February 13, 2013 § Leave a comment

It is 9.31pm on a cold February night. It snowed today and I am trying to write. I am trying to write a personal essay in the least flowery, verbose way possible. For me, this is rather tricky. Even the way that I speak is verbose; I am a wordy person. I like to talk, at length, and often struggle to formulate my thoughts and to express them concisely. Yet this is exactly what I must achieve in my personal essay.

I can foresee the Creative Writing II module being the most difficult module I have taken. Not only am I putting my thoughts, my words, my self out there, vulnerable and bare; I am asking two authors to mark it. They gave us the ‘terror talk’ and I told myself I could do this, that I am capable. But there are moments, as everyone, everyone, knows, when this kind of thing is terrifying. I find myself wondering whether this was a good idea. To use a cliché (something I should really be avoiding), I am out of my comfort zone.

Today my tutor told our workshop group that if there was something we did not want to write, something we thought we could not write, then we should write it. There is something that I would like to write but it feels so muddled. I am not even sure what is memory, what is real, what is imagined. It feels like there are numerous gaps that I may have simply filled in, plastered over. So then, when I write these things down, I am no longer writing a personal essay but an essay on how I want something to be, or how I imagine it would have been.

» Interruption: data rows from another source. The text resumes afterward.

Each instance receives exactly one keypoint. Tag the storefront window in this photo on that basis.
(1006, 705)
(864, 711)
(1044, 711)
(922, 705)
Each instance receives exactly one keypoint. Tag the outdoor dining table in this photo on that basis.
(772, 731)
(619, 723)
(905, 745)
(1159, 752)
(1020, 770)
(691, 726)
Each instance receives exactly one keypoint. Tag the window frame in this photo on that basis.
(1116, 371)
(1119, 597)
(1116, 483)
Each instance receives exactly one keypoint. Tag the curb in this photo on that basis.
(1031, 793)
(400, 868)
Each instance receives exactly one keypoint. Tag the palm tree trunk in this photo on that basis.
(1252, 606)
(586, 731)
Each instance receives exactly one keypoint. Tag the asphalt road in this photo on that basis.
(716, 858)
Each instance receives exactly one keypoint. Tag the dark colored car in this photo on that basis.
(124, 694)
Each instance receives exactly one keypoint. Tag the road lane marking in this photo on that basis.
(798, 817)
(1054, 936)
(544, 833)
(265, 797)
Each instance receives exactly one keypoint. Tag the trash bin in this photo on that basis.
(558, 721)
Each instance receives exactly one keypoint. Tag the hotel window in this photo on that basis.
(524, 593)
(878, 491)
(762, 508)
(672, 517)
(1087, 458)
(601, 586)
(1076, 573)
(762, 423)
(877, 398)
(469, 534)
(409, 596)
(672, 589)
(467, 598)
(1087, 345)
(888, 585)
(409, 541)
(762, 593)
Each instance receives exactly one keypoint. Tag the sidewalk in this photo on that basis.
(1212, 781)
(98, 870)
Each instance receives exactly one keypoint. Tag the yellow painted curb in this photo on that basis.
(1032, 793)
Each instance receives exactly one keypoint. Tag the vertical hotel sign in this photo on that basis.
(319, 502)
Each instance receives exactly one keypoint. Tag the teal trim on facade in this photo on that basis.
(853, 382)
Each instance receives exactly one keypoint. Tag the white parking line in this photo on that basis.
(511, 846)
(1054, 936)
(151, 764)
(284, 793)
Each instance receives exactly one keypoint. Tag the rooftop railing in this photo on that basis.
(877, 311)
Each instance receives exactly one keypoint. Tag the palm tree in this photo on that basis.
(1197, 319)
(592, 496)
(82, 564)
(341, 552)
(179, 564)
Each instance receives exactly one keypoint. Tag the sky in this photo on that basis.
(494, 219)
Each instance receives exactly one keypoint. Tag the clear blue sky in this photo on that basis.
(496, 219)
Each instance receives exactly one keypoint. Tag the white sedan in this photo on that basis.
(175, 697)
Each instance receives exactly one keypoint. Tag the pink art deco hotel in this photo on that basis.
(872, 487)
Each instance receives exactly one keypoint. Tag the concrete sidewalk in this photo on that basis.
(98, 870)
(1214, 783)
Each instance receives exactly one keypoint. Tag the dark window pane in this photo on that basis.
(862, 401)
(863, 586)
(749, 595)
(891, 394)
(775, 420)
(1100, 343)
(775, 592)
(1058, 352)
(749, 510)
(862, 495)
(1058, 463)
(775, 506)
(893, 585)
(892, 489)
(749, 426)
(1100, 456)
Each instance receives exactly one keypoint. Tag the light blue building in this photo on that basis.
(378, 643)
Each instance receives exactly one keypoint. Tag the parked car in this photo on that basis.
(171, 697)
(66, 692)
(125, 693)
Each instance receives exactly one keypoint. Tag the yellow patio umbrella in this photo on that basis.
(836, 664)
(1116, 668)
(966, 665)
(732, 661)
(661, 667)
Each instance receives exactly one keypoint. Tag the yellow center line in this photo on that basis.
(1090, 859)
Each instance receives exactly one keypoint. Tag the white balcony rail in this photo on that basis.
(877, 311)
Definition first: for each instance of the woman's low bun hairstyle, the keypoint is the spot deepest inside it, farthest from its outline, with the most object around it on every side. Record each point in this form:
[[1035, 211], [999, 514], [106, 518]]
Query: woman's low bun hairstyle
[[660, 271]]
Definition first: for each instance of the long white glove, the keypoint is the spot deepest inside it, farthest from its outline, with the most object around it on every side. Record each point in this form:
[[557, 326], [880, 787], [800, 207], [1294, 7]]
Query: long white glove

I said in class that I was finding it difficult to fit the personal with the universal, of finding that hook that draws the reader in and makes them care. Otherwise, what is the point? It is just self-indulgent fluff that no one wants to read. Apparently this is because I am worried about trust – nail on head (oops, another cliché – language is riddled with them!) So I am going to take Natalie Goldberg’s advice, fill one notebook this month, write about my parents, about my old house, write about things that I thought I never could and trust in myself and hope to goodness that the reader sees something, anything.